The digital revolution has included the global proliferation of millions of image-taking devices (such as digital cameras, video recorders, cell phones, and PDAs) and the sharing of billions of images through online networking and archival sites (such as Flickr). As this democratization of digital technologies makes the ability to make photographic images so ubiquitous, Glocal is interested in looking at the implications of the changing roles and relations of images within the field of visuality. Glocal is particularly interested in exploring the construction and relevance of the “unique” or “originary” image in relation to the multiple or “multitude”. How can an image retain its ‘unique’ nature as resistance against being subsumed into the multitude? How can we understand the nature of “uniqueness”? Does it remain a relevant concept for digital image making? Through an interactive installations as well as a series of on-line platforms, Glocal examines the new digital lives of images.

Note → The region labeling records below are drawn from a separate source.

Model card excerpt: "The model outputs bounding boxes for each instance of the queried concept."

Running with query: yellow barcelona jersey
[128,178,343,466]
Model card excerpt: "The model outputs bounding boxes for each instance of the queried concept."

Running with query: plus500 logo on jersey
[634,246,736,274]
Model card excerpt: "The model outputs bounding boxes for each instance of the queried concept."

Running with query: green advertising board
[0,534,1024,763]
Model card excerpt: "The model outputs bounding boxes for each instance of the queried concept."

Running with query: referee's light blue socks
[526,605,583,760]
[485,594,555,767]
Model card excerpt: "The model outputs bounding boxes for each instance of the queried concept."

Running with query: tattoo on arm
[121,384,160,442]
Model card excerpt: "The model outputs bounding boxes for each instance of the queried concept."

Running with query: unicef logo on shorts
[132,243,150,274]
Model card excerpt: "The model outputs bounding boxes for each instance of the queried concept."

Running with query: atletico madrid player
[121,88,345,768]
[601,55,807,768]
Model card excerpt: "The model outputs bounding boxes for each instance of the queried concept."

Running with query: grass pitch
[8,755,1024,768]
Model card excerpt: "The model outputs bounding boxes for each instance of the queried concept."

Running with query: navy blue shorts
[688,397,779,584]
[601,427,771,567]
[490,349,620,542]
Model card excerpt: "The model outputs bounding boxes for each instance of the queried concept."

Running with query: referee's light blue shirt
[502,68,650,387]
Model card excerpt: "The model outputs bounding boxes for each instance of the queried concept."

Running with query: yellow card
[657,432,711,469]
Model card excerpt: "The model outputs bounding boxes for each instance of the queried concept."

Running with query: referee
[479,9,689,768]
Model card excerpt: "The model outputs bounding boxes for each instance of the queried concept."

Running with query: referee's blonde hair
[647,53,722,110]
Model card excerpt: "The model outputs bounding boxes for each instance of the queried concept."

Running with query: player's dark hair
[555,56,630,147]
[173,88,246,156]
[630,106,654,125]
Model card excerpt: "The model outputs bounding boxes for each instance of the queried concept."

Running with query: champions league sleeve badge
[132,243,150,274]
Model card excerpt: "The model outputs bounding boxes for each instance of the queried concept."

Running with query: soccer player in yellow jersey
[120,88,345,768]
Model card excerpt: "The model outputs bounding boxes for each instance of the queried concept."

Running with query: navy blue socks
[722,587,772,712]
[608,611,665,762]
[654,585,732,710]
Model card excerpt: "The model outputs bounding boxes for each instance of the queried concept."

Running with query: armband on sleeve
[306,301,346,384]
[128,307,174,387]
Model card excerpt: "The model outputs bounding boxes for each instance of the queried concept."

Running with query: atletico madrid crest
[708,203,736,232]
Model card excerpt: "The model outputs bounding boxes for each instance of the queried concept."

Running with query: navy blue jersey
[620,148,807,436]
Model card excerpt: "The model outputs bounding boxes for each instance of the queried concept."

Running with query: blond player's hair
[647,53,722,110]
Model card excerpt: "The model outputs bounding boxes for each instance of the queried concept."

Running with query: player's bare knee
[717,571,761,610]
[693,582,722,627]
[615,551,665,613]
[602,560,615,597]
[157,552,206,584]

Glocal has been in development for the past year, incubating in the Surrey Art Gallery’s TechLab as an artist in residence project. Starting from scratch, the team has developed software tools, and hardware gadgets, and experimented with various prototypes of presentation formats and interactivity models. At the same time, the team has led various community engagement projects, built curriculum for numerous high school and university workshops, and assembled a large networks of volunteers, educators and supporters. For this event, the Glocal artists will be presenting the culmination of their research/creation. Viewers will be able to interact with the touch- table prototype that explores the aggregation within their 20,0000+
image archive, and view a series of large software-generated photographic ’similarity structures’. These ’similarity structures’ imagine how an anthropologist might attempt to build relationships between images within the archive. Using an algorithm which calculates compositional similarity between images, elaborate maps and phylogenetic trees are generated, modeling possible links between images. These temporally unique visual structures attempt to examine the complex relational environments that surround images in an online space.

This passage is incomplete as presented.